Simple then: you track people, determine who came within two meters in the last couple of weeks and there’s your list. Of course, then you have to go back to the people THOSE people came into contact with, and then the third order contacts, then the fourth…. Such is the way of exponentially exploding contact tracing: it’s compound interest writ large.
With any exponentially growing system, the final result is very sensitive to the underlying data: in this case the confidence we have in our two-meter measurements. Imagine a location technology which made mistakes, one in which the position of a person might be measured incorrectly by as much as 50%. Now the two-meter circle looks more like three meters, and that circle has over twice the area, meaning it could encompass over twice the people.
Here is the crux of the problem in an exponentially growing system: if at every step you are mistakenly predicting twice the number of infections, then the answer quickly ramps up to “everyone is sick.” That kind of prediction is of no use at all when the goal is to intelligently allocate limited testing resources.
A location system which can be wrong by up to 50% might sound alarmist, but it is in fact fairly conservative when considering industrial environments. Very large facilities filled with metal machinery and equipment are the worst of all places for wireless tracking systems. In these environments many technologies struggle to achieve accuracy better than three to five times their stated nominal-performance. It’s not unusual to see a system promising one-meter accuracy to regularly deliver results that are five meters or more in error.
This is nothing new, but in the immortal words of Martin Lawrence in that seminal movie, Bad Boys 2: **** just got real. This isn’t about asset tracking any more, it’s about people’s health balanced with their ability to get back to work to provide for their families.
We’re past the time of marketing messages and unachievable claims – it’s time for an honest discussion about the performance of location systems in the real world.
At Ubisense we are receiving a constant flow of enquiries asking if we can help with this very problem, and before responding we considered carefully our real-world performance in industrial environments. In this we are more fortunate than others since we have over a decade of global deployments providing analysis data. That data proves that we have the right technology for the job, and we are working very hard to respond to people’s requests with a simple to install solution.

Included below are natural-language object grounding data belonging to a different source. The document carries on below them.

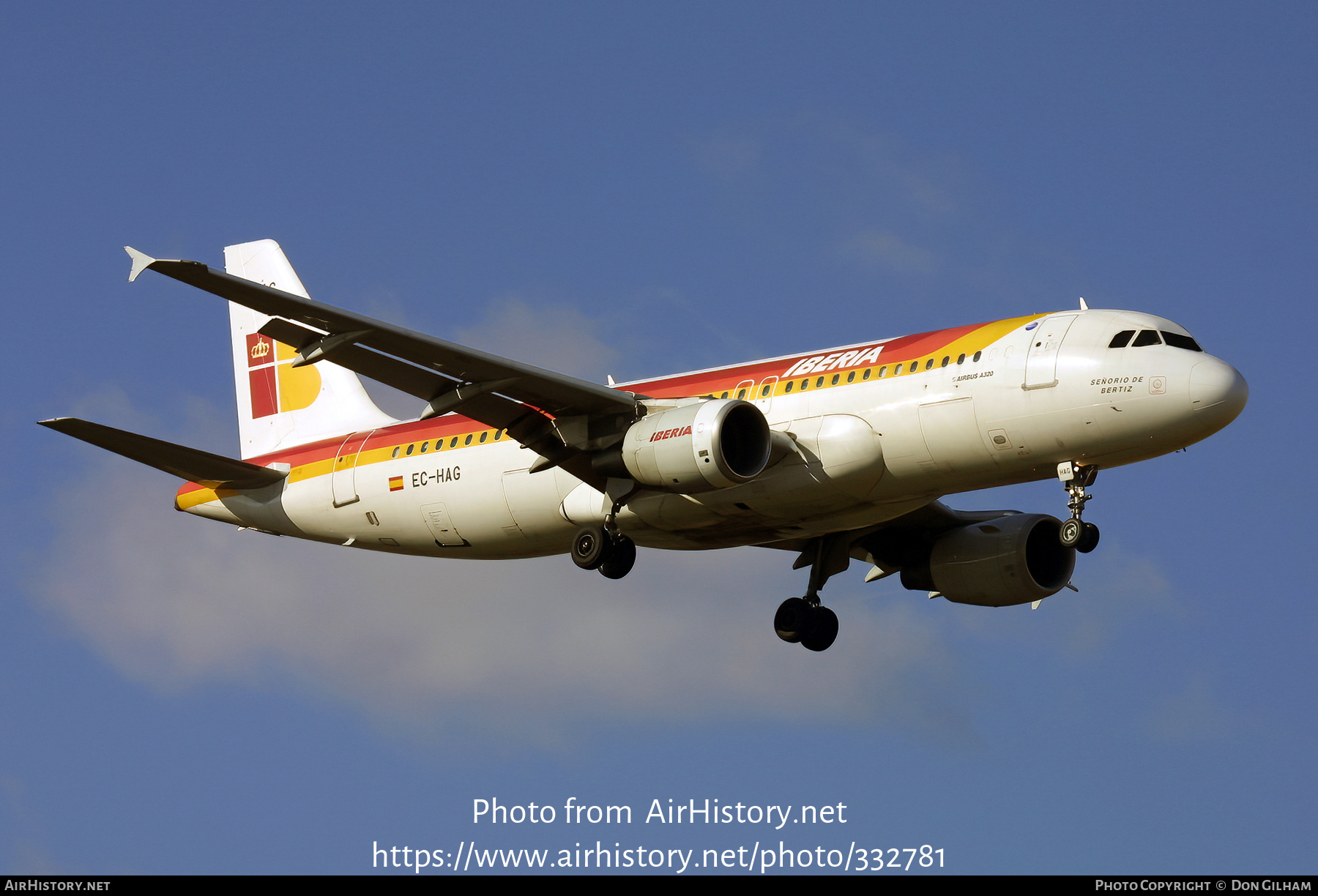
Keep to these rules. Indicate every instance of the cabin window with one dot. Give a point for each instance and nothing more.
(1177, 340)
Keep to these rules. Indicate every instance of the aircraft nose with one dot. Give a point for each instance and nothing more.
(1218, 389)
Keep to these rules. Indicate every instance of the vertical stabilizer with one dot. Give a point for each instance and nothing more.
(281, 406)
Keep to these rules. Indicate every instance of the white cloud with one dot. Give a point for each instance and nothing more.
(556, 337)
(1194, 713)
(887, 250)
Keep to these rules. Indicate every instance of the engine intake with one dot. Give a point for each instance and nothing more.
(1003, 561)
(700, 447)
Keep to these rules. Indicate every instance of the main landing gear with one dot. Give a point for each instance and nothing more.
(803, 619)
(1076, 533)
(612, 553)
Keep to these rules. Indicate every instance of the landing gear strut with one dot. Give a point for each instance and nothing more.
(595, 547)
(1076, 533)
(802, 619)
(604, 547)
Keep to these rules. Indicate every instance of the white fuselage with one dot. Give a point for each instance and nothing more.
(861, 452)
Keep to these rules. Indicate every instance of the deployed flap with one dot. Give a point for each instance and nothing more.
(201, 467)
(556, 393)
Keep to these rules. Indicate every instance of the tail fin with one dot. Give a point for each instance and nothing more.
(281, 406)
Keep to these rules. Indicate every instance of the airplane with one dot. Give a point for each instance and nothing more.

Here’s the bottom line: if we didn’t have a sensor technology designed from the physics-up for high-fidelity performance in industrial environments, if we didn’t have millions of hours of operational run-time under our belts, if we weren’t the leading choice for people-tracking in the exacting discipline of military training, we wouldn’t be offering the solution that we are.
And neither should anybody else.
Written by Adrian Jennings, Chief Product Advocate at Ubisense
Adrian Jennings serves as Chief Product Advocate for Ubisense. In this role he acts as a spokesperson, accelerating development and adoption of Ubisense’s SmartSpace platform by working with all stakeholders from initial vision through successful use. He brings the vision of the product to the market, helping evangelise this new category of spatial digitisation platform, and brings the vision of the market to the product, helping Ubisense align around a common goal.
Prior to joining Ubisense Jennings was CTO of Time Domain, a location technology provider for both civilian and military use. He is a recovering rocket scientist, and as designated UK intelligence expert spent three years as a missile consultant with the US Department of Defence. He received a master’s degree in physics from Oxford University and now finds himself bemusedly working for a Cambridge company.